Jack is lying down looking up, jungle all around. When his eyes open there is confusion in them followed by the coming to. He stands gives himself a quick once over and then runs out toward the beach. As the camera pans you realize that what was once a quiet pristine paradise, is now the scene of a plane crash. Chaos abounds.
Jack leaps into action bringing order and leadership, assigning jobs, saving lives.
This scene from the pilot of one of my favorite shows, Lost.
I have often thought of this opening when I am awakened by my kids. Leaping into action from a frantic place. All the needs of the day are coming at me and I have barely found my footing.
I'm no Jack. While he is offering calm and order. I melt into the chaos and become just another survivor or I begin attempting to bring order with bark rather than rally cry, encouragement, and gentle nudging.
To succeed, I need to be alone first, to prepare myself with the simple solitary routines of morning.
Waking first allows me to be aware of the 'plane's' trajectory before it comes crashing in. I don't want to ride that plane. I'm already on the beach below. Rather than letting it shatter my clam, I usher it in slowly to landing from a clam peaceful place. I am prepared and looking forward to serving the passengers.
Plainly, I need to be up before my kids. Alone time is a need for me. I need to prepare myself for people time.
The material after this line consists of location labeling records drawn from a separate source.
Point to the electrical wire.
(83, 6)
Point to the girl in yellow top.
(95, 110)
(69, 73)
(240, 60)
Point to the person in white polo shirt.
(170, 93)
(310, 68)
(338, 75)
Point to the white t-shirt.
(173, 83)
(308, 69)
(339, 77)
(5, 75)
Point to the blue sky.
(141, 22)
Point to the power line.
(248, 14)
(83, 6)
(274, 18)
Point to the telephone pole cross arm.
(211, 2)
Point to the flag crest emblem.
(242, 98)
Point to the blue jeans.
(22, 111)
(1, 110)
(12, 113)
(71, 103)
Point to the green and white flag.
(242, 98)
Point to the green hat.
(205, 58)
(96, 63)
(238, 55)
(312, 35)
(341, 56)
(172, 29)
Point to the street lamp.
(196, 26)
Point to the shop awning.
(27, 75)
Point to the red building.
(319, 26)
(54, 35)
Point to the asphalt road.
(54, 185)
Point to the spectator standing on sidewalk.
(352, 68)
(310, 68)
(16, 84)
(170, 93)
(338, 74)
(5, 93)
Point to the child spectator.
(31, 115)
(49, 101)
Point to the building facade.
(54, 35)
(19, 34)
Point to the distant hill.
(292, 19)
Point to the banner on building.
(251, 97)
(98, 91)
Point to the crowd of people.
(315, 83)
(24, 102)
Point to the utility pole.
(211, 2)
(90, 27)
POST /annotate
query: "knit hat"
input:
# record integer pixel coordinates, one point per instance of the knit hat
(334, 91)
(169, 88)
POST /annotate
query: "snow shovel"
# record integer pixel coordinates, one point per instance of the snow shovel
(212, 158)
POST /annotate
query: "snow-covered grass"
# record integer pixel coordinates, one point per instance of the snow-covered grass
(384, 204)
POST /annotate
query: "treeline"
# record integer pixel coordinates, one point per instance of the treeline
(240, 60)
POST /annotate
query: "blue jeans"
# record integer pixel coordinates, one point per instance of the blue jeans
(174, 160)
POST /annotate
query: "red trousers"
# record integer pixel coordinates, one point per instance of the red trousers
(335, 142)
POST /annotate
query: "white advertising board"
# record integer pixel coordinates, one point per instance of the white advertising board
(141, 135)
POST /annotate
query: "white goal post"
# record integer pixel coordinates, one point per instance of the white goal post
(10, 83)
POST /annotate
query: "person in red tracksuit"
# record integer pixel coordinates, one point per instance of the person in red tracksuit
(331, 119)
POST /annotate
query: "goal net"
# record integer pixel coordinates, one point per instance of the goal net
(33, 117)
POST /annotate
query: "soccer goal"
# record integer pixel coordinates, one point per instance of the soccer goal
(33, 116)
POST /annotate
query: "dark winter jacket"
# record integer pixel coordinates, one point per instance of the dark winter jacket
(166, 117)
This doesn't always work. There have been seasons of nursing infants, sickness, deadlines, and any number of other crazy making times. Times when leaning into the chaos was all I could do on whatever scraps of sleep I could piece together.
In the ebb and flow, I circle back to the way that works for me. The way that is most peaceful to my soul. I rise before the sun in solitude or with my husband. As little feet begin to pitter patter down the stairs (or come crashing), they curl beside me and finish waking to a mom who is ready (on the inside) to greet them. (Lord, help me someday figure out how to get ready on the outside too!)
Like many others, I pick a word or phrase to launch a year. This year, the word for me is, Ready.
Last year my word was Dwell. I focused a lot on just being. I took the pressure off and let go of a few things.
I look forward to seeing what this year will mean. How will I think of the word, 'Ready' this time next year? Will I feel any more prepared? and for what?
Anyone else pick a word or phrase for the year ahead.